Looking toward the South: As a follow-up to our previous post, Implications of the IAM-Boeing talks on 777X, here is a commentary from The Wall Street Journal about the migration of US industry to the South, were unions have a more difficult time.
Lion Air and CSeries: Indonesia’s Lion Air, which made news a few months ago with the prospect of a large order for the Bombardier CSeries, poured cold water on the prospect of placing one any time soon, according to this article in Aviation Week. Seeing actual flight test results from the larger CS300 is key, the airline’s head told AvWeek.
We previously raised our own doubts about the prospect of another large order because of the prospect of over-commitment of existing orders from Airbus and Boeing.
But Lion Air told The Wall Street Journal that an order for 50 CSeries could come by the end of the first quarter. A key piece of information in the AvWeek and WSJ articles is this, from the WSJ:
Mr. Kirana said Bombardier claims the larger of two CSeries models with 160 seats will be able to fly with the same economics as much larger Airbus A320neo jets, which carry around 160 to 180 passengers. He said the Bombardier CS300 jet’s range and economics makes it attractive for new longer international routes to smaller cities in China.
787 Fuel Advantage: In the never-ending war of words between Airbus and Boeing, readers know we always connect with airlines to cross-check what the OEMs say.

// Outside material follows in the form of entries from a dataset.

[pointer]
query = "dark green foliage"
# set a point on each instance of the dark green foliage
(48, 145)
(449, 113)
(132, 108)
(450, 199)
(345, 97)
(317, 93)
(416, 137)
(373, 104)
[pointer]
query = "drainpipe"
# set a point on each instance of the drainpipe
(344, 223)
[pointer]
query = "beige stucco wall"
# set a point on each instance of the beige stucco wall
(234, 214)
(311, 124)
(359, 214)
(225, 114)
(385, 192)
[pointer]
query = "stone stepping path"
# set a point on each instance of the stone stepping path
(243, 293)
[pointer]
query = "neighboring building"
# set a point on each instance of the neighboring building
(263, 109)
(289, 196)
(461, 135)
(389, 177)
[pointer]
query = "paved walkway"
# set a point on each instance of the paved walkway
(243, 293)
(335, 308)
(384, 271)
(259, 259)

As readers also know, Boeing promotes its 787 as being 20%-25% more fuel efficient than today’s airplanes. With the (also) never-ending prospect of Airbus proceeding with an A330neo, the question arises over what the delta is between the A330 and the 787. We asked a fleet planner. The answer: 10% in favor of the 787, a gap that an A330neo could narrow considerably (but be unlikely to close altogether) with new engines and sharklets. So how about that 20%-25%? These figures compare with the 767 and A340 respectively, the fleet planner tells us.